Их было трое. Две женщины и мужчина. У мужчины – белые волосы, за спиной меч. У женщины, той, что повзрослее, одетой в черно-белое, волосы цвета воронова крыла завивались локонами. У молодой с пепельно-серыми прямыми волосами левую щеку уродовал отвратительный шрам. Сидела она на изумительной красоты вороной кобыле. Хромуше показалось, что когда-то он уже такую кобылу видел.
Именно молодая заговорила первой.
– Ты местный?
– Я не виноват! – защелкал зубами Хромуша. – Я тута строчки собираю! Помилуйте, не забижайте калеку...
– Ты местный? – повторила пепельноволосая, и ее зеленые глаза угрожающе сверкнули. Хромуша скуксился.
– Ага, светлейшая госпожа, – с явным усилием пробормотал он. :
– Здешние мы. В Бирке, стало быть, в Ревности, народился. И тута верняком помереть доведется...
– Летом и осенью прошлого года был здесь?
– А где ж мне ишшо-то быть бы?
– Отвечай, когда спрашиваю.
– Был я, был, светлейшая.
Вороная кобыла тряхнула головой, застригла ушами. Хромуша чувствовал на себе колющие как ежовые иглы взгляды двух других конников – черноволосой и белого. Беловолосого он боялся больше всего.

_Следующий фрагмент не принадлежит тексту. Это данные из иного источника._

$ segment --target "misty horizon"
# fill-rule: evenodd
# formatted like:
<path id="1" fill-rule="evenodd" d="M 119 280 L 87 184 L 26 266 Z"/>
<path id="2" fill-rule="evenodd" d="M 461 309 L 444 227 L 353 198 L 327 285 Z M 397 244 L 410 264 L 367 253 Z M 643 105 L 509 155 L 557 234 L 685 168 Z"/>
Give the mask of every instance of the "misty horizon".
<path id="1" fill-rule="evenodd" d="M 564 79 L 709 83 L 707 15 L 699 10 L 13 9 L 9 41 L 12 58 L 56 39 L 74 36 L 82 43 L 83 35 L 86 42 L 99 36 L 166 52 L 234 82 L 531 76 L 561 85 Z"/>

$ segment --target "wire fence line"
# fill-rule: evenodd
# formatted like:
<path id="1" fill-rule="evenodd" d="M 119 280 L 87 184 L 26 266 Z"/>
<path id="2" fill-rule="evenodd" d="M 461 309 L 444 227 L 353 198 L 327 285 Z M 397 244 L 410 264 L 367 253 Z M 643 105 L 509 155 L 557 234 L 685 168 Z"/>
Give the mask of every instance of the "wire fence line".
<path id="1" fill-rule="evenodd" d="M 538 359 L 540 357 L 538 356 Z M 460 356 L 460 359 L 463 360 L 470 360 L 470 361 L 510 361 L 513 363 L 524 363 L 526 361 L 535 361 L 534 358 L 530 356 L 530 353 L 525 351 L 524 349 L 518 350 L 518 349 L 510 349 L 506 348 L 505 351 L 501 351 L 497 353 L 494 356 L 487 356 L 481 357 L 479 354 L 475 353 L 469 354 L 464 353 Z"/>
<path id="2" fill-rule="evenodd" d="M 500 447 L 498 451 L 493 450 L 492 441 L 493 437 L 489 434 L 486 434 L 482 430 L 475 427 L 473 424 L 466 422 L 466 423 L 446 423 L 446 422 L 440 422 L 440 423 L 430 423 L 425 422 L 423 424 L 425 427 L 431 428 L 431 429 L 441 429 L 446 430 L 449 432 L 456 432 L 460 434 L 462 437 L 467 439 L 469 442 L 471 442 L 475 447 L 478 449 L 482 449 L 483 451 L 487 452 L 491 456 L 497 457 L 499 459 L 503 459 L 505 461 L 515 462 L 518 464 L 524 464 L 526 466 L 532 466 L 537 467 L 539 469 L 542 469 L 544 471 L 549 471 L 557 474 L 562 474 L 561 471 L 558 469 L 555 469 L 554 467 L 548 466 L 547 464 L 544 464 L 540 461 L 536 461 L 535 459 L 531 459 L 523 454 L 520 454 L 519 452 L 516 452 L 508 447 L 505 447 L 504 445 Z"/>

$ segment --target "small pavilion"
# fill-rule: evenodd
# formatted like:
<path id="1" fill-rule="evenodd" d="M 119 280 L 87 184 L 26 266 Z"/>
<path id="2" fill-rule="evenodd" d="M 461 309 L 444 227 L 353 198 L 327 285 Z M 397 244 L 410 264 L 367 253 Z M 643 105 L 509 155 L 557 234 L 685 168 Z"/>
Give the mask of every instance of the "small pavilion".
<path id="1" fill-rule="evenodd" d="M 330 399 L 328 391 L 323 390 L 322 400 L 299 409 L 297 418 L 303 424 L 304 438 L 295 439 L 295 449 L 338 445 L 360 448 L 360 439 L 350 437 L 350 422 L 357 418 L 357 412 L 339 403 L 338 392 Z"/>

– Год назад, – начала девушка со шрамом, – в сентябре, точно девятого сентября, в первую четверть луны, здесь убили шестерых молодых людей. Четырех парней... и двух девушек. Припоминаешь?
Хромуша сглотнул. Вначале он только предполагал, теперь же знал точно, был уверен.
Девушка изменилась. И изменил ее не только шрам на лице. Теперь она была совсем другой, нежели тогда, когда выла, привязанная к столбу коновязи, когда глядела, как Бонарт отрезает головы убитым Крысам. Точно, она была не такой, как тогда, когда в корчме "Под головой химеры" охотник раздел ее и бил. Только вот эти глаза... Глаза не изменились.
– Отвечай! – резко прикрикнула черноволосая. – Тебе задали вопрос.
– Помню, милостивые государыни... А чего ж бы не помнить-то? Шестерых молодых убили. Помню, в прошлом годе это было. В сентябре.
Девушка долго молчала, глядя не на него, а куда-то вдаль над его плечами.
– Значит, должен знать, – с трудом сказала она наконец. – Должен знать, где тех парней и девушек закопали. Под каким забором... На какой помойке или свалке... А если тела сожгли... Если вывезли в лес, кинули лисам и волкам... Так ты покажешь мне это место. Проводишь туда. Ты понял?
– Понял, светлейшая госпожа. Чего ж не понять-то? Извольте за мной. Это и вовсе недалече.
Он захромал, чувствуя спиной горячее лошадиное дыхание. Не оглядывался. Что-то говорило ему: оглядываться не следует.
– Вот тута, – указал он наконец. – Энто наш жальник ревностный, в энтой роще. А те, о которых вы спрашиваете, светлая мазелька Фалька, так вона тамотки они и упокоются.